OpenAI released ChatGPT! Hands-on debug code!

Hello friends, I am rumor.

It’s been a long time since I saw OpenAI’s official website [1] , but today I felt a call from somewhere, wondering when GPT4 would be released, and opened it inexplicably, and it was expected:

d955d740b2a035bebcd8e74725b90ce2.jpeg

Trial: https://chat.openai.com/

It extends its grasp to dialogue again! Let's take a look at the official case:

Help people debug code and conduct multiple rounds of inquiries:

d38ad5a6b7358d950df15e4690fddd52.jpeg

A dangerous question was identified and declined to answer, but the user gave a better response after explaining the intent:

015d088c676da3df29e7c5176886c8bf.jpeg

Execute the command, even after changing it many times without getting angry:

f738e6fc0d3dad0d203ccc1954c21af1.jpeg

There is also a case that refers to resolution too long and will not be released. OpenAI also compared InstructGPT at the end. It can be seen that InstructGPT just executes instructions coldly, while ChatGPT is more warm.
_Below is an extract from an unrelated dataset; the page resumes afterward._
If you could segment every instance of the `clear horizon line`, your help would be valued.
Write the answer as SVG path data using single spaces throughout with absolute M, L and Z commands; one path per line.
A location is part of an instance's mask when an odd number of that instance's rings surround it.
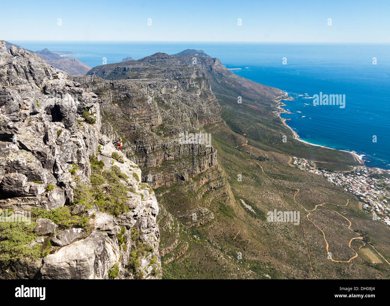
M 9 42 L 12 40 L 16 41 L 28 42 L 248 42 L 253 43 L 283 43 L 283 44 L 390 44 L 390 42 L 365 42 L 365 41 L 117 41 L 117 40 L 39 40 L 14 39 L 4 40 Z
From the above examples, we can see that ChatGPT has several obvious advantages compared with the dialogue work of other factories this year:

  1. Based on GPT3.5, there are more training data, I don't know anything else, anyway, there is something about the debug code

  2. Strong multi-round context understanding ability, as can be seen from the examples of referring to resolution and letter writing. If you don’t have a good memory and understanding of historical news, you may start a new topic

  3. more human. At present, most of the models answer directly, and ChatGPT obviously has a "Chat" process with users. For example, when debugging code, it first replies "It's hard to say, give me more information."

It is difficult to make a more human-like dialogue strategy, because we don't know how to be "human-like" . In order to solve this problem, Google once split a bunch of indicators .

This time, OpenAI adopted the same strategy as DeepMind Sparrow [2] . Since we don’t know which dimensions to use to measure the quality of dialogue, we can train directly based on user feedback and let the model learn by itself.

Feedback-based training, isn't that the end of the universe reinforcement learning?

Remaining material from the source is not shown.